Despite reiterating certain financial targets, CAH did not update its previous revenue growth projection of 10-12%. This omission likely leads analysts to revise their forecasts to reflect the anticipated revenue shortfall from the OptumRx contract expiration.

  • OptumRx contracts accounted for 16% of CAH's FY23 revenue, predominantly benefiting its Pharmaceutical Distribution division. The loss of these contracts not only impacts this division significantly but also increases CAH's dependency on other major clients like CVS Health (CVS, Financial) and Kroger (KR, Financial).
  • CAH's reiterated profitability targets may seem promising, but the OptumRx sales generated a lower operating margin compared to the overall Pharmaceutical and Specialty Solutions segment, diminishing their impact.
  • Although CAH expects to maintain an average adjusted free cash flow of around $2.0 billion from FY24-FY26, the end of the OptumRx contract is likely to result in below-average adjusted free cash flow in FY25. This situation puts additional pressure on the financial performance in FY24 and FY26, potentially affecting the company's ability to increase or accelerate share repurchases as part of its $3.5 billion buyback program.

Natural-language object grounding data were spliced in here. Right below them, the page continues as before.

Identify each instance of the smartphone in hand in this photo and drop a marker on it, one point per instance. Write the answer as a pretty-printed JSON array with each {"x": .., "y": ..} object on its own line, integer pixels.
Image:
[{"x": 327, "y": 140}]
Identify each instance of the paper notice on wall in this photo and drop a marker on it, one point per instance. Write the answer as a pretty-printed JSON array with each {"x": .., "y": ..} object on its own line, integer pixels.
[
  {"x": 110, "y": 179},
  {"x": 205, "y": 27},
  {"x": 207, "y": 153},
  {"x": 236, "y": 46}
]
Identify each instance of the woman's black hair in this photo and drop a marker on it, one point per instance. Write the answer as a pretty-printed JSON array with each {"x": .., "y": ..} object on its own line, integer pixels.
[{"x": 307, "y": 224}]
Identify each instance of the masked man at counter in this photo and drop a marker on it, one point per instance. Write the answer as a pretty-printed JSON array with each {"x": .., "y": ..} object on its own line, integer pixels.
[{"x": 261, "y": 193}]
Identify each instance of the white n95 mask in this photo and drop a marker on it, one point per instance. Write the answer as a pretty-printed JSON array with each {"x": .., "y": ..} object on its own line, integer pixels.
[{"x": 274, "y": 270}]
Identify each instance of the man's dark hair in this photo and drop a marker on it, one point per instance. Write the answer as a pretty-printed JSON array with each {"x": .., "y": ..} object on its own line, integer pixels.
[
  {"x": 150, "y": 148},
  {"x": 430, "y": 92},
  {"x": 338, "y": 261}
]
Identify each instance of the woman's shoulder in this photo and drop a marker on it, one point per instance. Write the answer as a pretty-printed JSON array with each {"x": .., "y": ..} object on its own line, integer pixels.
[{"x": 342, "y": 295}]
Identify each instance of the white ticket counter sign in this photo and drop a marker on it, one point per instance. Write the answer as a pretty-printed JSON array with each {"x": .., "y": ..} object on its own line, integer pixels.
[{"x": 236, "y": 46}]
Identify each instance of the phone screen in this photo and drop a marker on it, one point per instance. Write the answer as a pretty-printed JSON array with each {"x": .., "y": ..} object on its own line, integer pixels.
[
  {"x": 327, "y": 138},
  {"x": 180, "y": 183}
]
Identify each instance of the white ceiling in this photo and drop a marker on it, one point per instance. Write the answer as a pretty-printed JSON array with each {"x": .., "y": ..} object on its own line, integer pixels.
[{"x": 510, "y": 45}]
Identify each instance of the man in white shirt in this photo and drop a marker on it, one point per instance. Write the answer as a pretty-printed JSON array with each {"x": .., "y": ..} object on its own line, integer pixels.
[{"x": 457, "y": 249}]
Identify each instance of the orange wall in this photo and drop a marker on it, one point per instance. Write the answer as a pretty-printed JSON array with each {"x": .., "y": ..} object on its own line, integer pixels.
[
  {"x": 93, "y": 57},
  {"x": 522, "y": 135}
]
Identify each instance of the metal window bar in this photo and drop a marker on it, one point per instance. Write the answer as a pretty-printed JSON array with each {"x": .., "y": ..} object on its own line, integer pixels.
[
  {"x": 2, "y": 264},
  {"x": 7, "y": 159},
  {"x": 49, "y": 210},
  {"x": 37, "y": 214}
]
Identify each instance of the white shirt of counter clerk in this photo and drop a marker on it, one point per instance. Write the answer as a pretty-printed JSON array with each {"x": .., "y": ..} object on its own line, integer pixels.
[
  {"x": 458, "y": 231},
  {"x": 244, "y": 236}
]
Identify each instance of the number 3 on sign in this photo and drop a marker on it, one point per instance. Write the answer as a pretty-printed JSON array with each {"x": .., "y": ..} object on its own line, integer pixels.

The expiration of the OptumRx contracts raises concerns among investors regarding CAH's future revenue growth, especially amidst other challenges like direct-to-consumer mail services and government regulations. However, as one of only three pharmaceutical distributors in the country, CAH is in a strong position to navigate through this period of uncertainty and volatility.

Disclosures

I/We may personally own shares in some of the companies mentioned above. However, those positions are not material to either the company or to my/our portfolios.